The World Health Organisation says national Caesarean section rates higher than 10% do not reduce maternal and newborn deaths. The C-section rate in South Africa’s private hospitals is almost seven times higher than this.
Good says the high Caesarean section rate in South Africa is because women are not informed enough about different birthing options and gynaecologists do what is most convenient for them.
“Every woman has to have a gynaecologist but can have additional support in the form of an independent midwife or doula … Mothers need to acknowledge that their physical needs are the responsibility of their gynaecologists, but their emotional and mental needs should be taken care of by themselves or having an independent midwife or doula.”
A woman’s choice
Six years after the birth of her daughter, Van Wyk is watching her draw a picture of a dolphin.
She says the painkillers her doctor prescribed helped her cope with the pain of the surgery. Although she could not drive for six weeks, she was able to lift her baby by herself after being discharged.

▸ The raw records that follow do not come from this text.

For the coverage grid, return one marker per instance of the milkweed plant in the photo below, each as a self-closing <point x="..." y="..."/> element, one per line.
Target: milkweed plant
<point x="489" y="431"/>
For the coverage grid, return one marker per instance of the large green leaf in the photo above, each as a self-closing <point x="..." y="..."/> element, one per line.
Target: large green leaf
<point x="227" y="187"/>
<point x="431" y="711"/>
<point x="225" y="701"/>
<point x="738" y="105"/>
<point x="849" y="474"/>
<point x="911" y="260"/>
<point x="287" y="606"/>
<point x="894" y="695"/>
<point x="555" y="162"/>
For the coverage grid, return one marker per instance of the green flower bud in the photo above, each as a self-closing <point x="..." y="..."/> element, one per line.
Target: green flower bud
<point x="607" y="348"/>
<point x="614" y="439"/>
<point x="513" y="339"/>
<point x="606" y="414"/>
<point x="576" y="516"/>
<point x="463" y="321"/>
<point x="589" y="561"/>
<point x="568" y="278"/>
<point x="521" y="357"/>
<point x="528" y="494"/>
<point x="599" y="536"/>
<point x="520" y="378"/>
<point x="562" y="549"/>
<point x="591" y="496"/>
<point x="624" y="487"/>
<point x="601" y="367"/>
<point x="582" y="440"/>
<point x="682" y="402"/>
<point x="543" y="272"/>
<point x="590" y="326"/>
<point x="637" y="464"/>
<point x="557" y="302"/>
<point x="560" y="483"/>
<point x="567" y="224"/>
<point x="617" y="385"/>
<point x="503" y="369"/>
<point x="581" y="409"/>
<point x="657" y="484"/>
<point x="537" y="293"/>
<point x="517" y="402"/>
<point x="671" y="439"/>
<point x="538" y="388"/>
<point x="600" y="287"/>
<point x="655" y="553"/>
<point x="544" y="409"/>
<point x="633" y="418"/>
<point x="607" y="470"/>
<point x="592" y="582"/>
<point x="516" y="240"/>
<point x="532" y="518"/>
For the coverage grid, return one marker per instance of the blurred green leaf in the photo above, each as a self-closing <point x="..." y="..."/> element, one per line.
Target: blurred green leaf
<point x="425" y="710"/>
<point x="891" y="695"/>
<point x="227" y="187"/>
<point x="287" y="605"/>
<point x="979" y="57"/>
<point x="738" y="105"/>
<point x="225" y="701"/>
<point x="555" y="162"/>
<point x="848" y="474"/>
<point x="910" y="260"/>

“If I could go back, I would do it again,” she says and passes a crayon to her daughter.
Good says doctors must take the emotional and medical wellbeing of pregnant women into account.
Ultimately, it is about what the mother thinks is best for her and her baby.
“It is not about Caesarean section birth versus natural birth. It is about hiring a practitioner who supports your choices, then becomes key to having a better birth. This is also about making sure that there is enough information for mothers, so that they are informed when they make this choice.”